[comp.unix.questions] How to translate from f/s block # to absolute disk sector?

jim@crom2.uucp (James P. H. Fuller) (04/14/91)

     A bad spot has appeared in my /usr2 file system and I'm very unclear what
to do about it.  (I'm running ISC release 2.2.) 

If I try to mount the offending filesystem,

   # mount /dev/dsk/0s4 /usr2

the disk spins for a while and then mount tells me "free block read error on
Primary AT Hard Disk unit 0 partition 4.... cannot mount /dev/dsk/0s4."

If I try to check/repair the filesystem,

   # fsck /dev/dsk/0s4

then during Phase 5 - Check Free List fsck responds "CAN NOT READ: BLK 106626".
If I tell it to continue and salvage the free list it seems to do so, i.e. fsck
goes to completion, tells me the file system was modified, and gives me back
the root # prompt.  However, the error is still there and the file system is
still not mountable.

If I make a new filesystem for /usr2 and restore from my backups it will then
be mountable and will run fine -- until the next time I reboot.  Then the same
old error reappears and the filesystem isn't mountable.


     The thing it *seems* I ought to do is to add information about this bad
disk spot to the list of bad sectors in /etc/partitions and *then* make a new
filesystem, but (HERE'S THE MAIN PROBLEM I'M ASKING ABOUT) the data in
/etc/partitions is in the form of absolute sectors, but what fsck reports is a
block number in a certain file system, and I don't know how to go from the one
to the other.
     I tried using ISC's sysadm program to add the bad block info.  This looks
promising, since choice 1) under the HARD DISK MANAGEMENT submenu is

   1) addbadblocks   enter bad sector information

but in fact the prompts you get if you choose addbadblocks don't have anything
to do with blocks -- sysadm wants absolute sector number, and no backtalk!
(Infuriatingly, if you hit ? to get help when it prompts for the absolute
sector number, it responds

   "This is the absolute sector number that was printed on the console."

although what was printed to the console was NOT absolute sector number but
rather relative (to a certain f/s) block number.)

     In hopes that the bad area might be identified differently if I used
sysadm to check the bad f/s I tried choice 3) on the same menu, checkhdfsys.
It turns out this looks for file systems that are mounted, unmounts them and
checks them.  There's no way to tell it to check a f/s that *isn't* mounted.
So it seems that the only info available to me is what I get by running fsck
from the command line.

     I read and read in TFM and elsewhere, but not to much purpose.  I did
find a sentence in the man pages for fsdb that says "[fsdb] has conversions
to translate block and inode numbers into their corresponding disk addresses"
but the rest of the entry for fsdb is pretty cryptic (I mean it might as well
be written in Hittite, as far as I'm concerned) and I can't figure out how to
get it to do this, or even if it *can* do the conversion *and report it* to the
console, instead of just doing it internally for its own purposes.
 
     
     Will some kind and knowledgeable soul please tell me how to calculate an
absolute sector number from a block number, or how to persuade fsdb to do this?

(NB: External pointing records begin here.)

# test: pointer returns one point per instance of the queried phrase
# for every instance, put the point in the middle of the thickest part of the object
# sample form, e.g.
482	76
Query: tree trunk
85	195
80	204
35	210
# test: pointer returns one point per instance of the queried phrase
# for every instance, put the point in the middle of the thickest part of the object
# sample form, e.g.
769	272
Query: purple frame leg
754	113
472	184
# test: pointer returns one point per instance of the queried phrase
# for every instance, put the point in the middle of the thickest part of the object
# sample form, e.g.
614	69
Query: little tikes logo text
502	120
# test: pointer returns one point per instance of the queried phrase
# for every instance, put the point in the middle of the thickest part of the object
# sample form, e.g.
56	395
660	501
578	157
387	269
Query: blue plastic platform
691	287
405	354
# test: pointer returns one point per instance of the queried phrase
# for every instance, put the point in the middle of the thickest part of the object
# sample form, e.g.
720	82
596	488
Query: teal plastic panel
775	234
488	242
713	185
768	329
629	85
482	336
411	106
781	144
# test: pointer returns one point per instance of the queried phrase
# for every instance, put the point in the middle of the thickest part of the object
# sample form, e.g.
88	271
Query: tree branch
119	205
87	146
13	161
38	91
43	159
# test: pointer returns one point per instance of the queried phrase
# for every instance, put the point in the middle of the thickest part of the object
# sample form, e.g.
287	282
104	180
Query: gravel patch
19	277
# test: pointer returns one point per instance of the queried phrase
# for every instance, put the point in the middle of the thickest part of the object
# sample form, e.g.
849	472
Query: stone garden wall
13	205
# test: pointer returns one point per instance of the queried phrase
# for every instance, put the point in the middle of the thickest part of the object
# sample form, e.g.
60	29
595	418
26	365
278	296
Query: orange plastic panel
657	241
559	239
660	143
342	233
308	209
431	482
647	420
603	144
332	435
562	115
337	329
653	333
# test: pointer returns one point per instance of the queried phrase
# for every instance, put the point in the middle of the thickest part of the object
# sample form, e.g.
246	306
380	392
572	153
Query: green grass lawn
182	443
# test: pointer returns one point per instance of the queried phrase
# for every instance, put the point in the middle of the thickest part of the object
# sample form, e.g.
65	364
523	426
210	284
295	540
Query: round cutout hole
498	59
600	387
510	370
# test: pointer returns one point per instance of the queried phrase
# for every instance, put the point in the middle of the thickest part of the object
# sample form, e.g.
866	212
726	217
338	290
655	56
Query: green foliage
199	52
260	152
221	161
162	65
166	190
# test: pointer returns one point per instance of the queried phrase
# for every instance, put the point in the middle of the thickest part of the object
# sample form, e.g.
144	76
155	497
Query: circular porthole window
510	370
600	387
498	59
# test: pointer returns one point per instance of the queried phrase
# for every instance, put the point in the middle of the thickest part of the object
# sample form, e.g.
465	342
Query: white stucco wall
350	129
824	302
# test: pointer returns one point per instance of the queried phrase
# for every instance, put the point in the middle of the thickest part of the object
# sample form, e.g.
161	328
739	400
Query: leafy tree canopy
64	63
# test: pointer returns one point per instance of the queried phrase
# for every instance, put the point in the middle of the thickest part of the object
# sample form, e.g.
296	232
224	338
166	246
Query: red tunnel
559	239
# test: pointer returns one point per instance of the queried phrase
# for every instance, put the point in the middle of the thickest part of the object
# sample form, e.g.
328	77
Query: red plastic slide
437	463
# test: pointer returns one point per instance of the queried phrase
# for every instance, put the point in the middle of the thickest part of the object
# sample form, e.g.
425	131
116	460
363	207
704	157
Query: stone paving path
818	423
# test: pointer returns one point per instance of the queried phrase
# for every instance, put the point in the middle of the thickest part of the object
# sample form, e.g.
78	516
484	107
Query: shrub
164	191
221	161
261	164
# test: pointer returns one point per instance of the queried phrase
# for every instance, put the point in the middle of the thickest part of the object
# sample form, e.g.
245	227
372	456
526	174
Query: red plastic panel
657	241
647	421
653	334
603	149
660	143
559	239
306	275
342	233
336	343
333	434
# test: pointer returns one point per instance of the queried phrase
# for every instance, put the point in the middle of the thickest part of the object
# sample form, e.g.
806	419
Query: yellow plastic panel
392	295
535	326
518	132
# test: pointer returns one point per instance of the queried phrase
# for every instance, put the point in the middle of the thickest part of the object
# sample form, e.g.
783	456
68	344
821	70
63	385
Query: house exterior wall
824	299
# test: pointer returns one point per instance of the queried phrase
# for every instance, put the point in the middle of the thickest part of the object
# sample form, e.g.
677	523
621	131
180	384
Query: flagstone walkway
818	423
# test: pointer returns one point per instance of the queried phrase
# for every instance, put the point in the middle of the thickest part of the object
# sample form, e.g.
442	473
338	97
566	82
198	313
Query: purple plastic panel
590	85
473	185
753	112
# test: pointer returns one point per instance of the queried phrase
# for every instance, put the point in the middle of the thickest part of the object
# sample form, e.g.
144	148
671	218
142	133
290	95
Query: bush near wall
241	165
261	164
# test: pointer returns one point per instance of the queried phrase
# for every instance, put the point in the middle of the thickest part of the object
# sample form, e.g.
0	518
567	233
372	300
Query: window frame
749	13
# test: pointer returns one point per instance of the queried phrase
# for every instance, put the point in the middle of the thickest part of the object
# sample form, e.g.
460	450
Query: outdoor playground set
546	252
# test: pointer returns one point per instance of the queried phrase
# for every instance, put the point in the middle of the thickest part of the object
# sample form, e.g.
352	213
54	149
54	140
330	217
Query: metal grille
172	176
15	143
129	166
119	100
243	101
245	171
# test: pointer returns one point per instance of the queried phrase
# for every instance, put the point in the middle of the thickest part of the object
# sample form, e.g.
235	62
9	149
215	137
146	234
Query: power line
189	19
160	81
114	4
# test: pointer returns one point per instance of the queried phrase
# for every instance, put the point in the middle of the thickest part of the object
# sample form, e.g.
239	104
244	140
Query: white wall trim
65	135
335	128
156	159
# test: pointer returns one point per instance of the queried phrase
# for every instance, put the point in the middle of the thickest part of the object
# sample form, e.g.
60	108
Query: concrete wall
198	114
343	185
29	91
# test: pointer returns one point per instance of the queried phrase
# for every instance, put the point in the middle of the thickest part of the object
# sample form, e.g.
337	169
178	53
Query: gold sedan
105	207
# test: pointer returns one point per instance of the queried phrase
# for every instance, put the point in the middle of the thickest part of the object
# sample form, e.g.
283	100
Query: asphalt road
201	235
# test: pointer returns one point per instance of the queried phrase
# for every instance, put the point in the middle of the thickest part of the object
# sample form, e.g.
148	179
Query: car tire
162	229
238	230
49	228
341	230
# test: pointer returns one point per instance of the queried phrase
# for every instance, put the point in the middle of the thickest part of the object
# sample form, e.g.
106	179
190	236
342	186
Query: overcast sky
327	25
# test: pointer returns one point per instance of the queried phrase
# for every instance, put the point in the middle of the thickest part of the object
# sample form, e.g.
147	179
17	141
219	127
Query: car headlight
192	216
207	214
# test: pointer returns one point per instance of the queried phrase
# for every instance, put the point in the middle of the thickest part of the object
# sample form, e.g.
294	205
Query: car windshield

                                           THANKS VERY MUCH
                                               James Fuller
                                     jim%crom2@nstar.rn.com 

john@jwt.UUCP (John Temples) (04/14/91)

In article <1991Apr13.202621.272@crom2.uucp> jim@crom2.uucp (James P. H. Fuller) writes:
>the disk spins for a while and then mount tells me "free block read error on
>Primary AT Hard Disk unit 0 partition 4.... cannot mount /dev/dsk/0s4."

>then during Phase 5 - Check Free List fsck responds "CAN NOT READ: BLK 106626".

If you're getting a physical read error, I would expect the hard disk
driver to be giving you an error message along with mount's or fsck's
message.  Whenever I've seen a bad sector pop up, the driver gives you
the physical sector number.  But doesn't ISC do dynamic bad sector
mapping?  ESIX does; this is a really nice feature.
-- 
John W. Temples -- john@jwt.UUCP (uunet!jwt!john)

ed@mtxinu.COM (Ed Gould) (04/15/91)

>then during Phase 5 - Check Free List fsck responds
>"CAN NOT READ: BLK 106626".

If this message appears *without* any indication from the driver that
there was a read error, then the problem is that the super-block thinks
that the filesystem extends past the end of the partition in which it
was created.  It's possible to create such a filesystem on some systems
with some versions of mkfs, since creating the filesystem does not often
involve writing into the last several sectors.   It should not be possible
to create one of these on a BSD-based filesystem, since newfs is supposed
to attempt to write into the last sector of the filesystem before doing
anything else.

-- 
Ed Gould			No longer formally affiliated with,
ed@mtxinu.COM			and certainly not speaking for, mt Xinu.

"I'll fight them as a woman, not a lady.  I'll fight them as an engineer."